A hilly road has a 20 m radius top to one of its hills. What is the minimum speed for a car to just leave the road at the top of this hill?
To find the minimum speed for a car to just leave the road at the top of the hill, we can use the concept of centripetal force.
When a car moves in a circular path, it experiences a centripetal force towards the center of the circle.

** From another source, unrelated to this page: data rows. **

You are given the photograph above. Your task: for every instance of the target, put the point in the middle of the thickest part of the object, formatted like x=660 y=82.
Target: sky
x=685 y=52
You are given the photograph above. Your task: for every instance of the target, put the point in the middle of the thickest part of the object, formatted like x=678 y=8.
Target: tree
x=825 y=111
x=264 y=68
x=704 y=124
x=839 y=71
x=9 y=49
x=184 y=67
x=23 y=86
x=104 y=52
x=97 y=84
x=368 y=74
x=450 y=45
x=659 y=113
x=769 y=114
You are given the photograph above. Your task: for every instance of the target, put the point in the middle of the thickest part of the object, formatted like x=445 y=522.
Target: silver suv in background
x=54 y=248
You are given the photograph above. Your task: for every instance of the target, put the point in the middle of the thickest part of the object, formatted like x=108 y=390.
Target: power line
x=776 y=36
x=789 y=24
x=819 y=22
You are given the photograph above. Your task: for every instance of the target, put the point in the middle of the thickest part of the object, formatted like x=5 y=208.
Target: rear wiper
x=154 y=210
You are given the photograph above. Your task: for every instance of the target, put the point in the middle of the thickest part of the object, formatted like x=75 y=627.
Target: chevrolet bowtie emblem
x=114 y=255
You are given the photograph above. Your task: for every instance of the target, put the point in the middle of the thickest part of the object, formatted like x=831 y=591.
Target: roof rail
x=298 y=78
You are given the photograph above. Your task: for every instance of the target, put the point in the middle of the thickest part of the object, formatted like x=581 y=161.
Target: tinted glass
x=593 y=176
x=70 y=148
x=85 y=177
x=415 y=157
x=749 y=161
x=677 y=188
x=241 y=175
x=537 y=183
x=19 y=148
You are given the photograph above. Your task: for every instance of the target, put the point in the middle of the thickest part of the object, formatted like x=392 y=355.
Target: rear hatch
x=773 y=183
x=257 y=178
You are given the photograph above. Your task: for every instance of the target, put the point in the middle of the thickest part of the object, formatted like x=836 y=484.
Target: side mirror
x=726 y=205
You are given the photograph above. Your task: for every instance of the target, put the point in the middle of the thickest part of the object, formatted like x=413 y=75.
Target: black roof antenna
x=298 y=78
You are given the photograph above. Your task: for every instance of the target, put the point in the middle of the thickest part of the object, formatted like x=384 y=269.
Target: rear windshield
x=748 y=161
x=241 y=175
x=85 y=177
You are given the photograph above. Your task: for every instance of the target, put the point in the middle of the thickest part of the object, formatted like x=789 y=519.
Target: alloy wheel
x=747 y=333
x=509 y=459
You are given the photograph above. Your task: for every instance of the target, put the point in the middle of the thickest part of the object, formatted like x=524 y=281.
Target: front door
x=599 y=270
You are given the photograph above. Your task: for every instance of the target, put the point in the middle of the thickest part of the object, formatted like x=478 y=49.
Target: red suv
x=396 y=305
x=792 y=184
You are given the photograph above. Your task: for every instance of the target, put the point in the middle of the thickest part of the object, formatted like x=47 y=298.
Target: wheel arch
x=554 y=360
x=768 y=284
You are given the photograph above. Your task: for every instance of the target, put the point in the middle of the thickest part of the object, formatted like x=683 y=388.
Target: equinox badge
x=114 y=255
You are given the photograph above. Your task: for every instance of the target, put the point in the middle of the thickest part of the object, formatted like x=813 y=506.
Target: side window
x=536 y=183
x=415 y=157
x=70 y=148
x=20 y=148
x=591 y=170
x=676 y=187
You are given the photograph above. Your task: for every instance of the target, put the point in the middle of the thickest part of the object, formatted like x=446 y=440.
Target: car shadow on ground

For the car to just leave the road, the gravitational force acting on the car at the top of the hill must provide the centripetal force required to keep the car moving in a circular path.
The centripetal force (Fc) is given by the equation:
Fc = (m * v^2) / r
Where:
m is the mass of the car
v is the velocity of the car
r is the radius of the circular path
In this case, the centripetal force is provided by the gravitational force (Fg) acting on the car:
Fc = Fg
The gravitational force (Fg) is given by the equation:
Fg = m * g
Where:
m is the mass of the car
g is the acceleration due to gravity (approximately 9.8 m/s^2)
Therefore, we can equate the gravitational force (m * g) to the centripetal force ((m * v^2) / r):
m * g = (m * v^2) / r
We can rearrange this equation to solve for the velocity (v):
v^2 = r * g
v = sqrt(r * g)
By substituting the given values, we can find the minimum speed for the car to just leave the road:
v = sqrt(20 m * 9.8 m/s^2)
v = sqrt(196 m^2/s^2)
v ≈ 14 m/s
So, the minimum speed for the car to just leave the road at the top of the hill is approximately 14 m/s.